Se dissermos às pessoas que os raios infravermelhos são radiações electromagnéticas com comprimentos de onda entre 700 e 50.000 nm, elas dirão que sim, talvez, mas pese embora as utilizem todos os dias, não sabem como elas fazem acionar mecanismos, e por fim, no limite, são mesmo capazes de dizer que não existem. Porque não são visíveis aos nossos olhos.
Passa-se o mesmo com forças invisíveis como a gravidade ou a impulsão da água do mar.
Embora se tratem de forças sempre presentes num banal acto de pesca, o primeiro obstáculo é conseguir fazer entender, sobretudo a quem tem uma idade mais avançada, mas que pesca, o quanto pode ser interessante levantar um pouco o véu sobre dados reais, físicos, que conhecemos bem por senti-los na prática, mas não sabemos explicar na teoria.

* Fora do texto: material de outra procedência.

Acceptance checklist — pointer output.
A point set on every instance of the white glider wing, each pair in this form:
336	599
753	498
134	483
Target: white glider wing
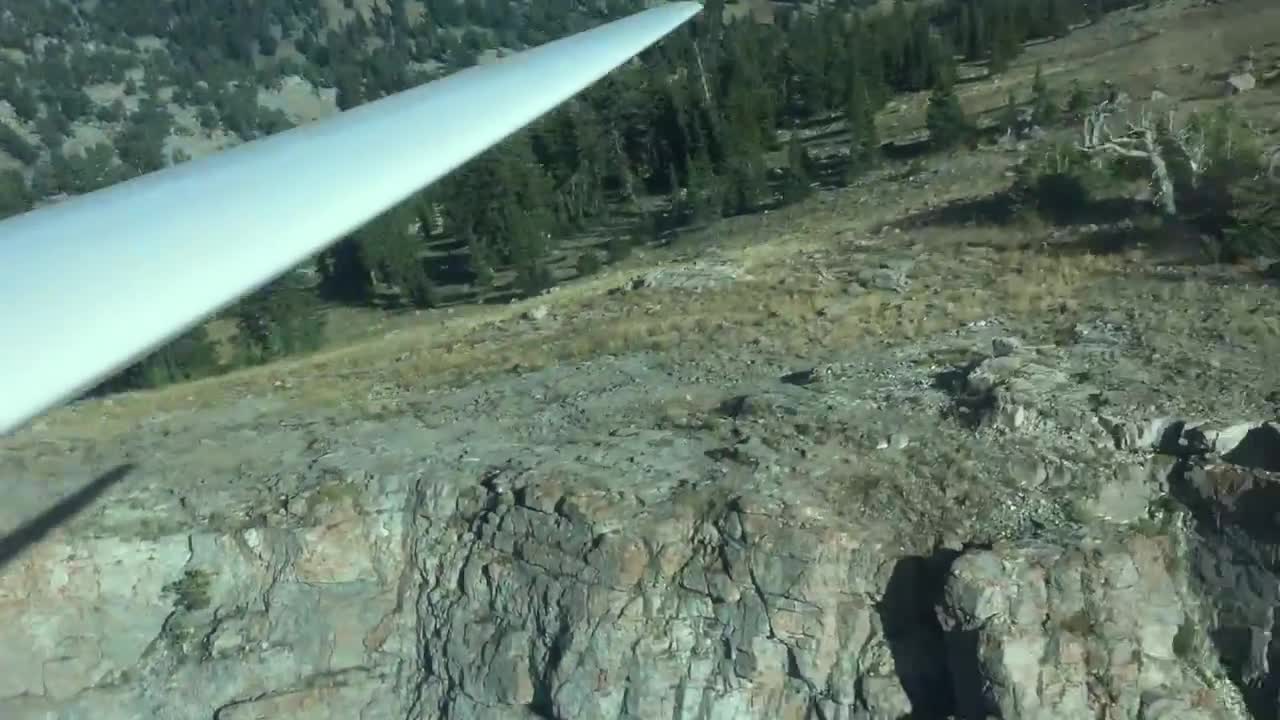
91	285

Os nossos lusos pescadores sabem que ao soltar a linha, a sua chumbada cai para o fundo. Sobre isso e como fazer isso, sabem tudo.
A seguir, poderiam relacionar tal facto com a força da gravidade. De facto, podiam, mas não o fazem, pois isso já é ir muito além do “necessário”. Não é visível, logo são …”teorias”…
Temos vindo, ao longo desta série de artigos, a tentar explicar a forma como cada uma destas forças pode, ou não, influenciar o nosso desempenho de pesca.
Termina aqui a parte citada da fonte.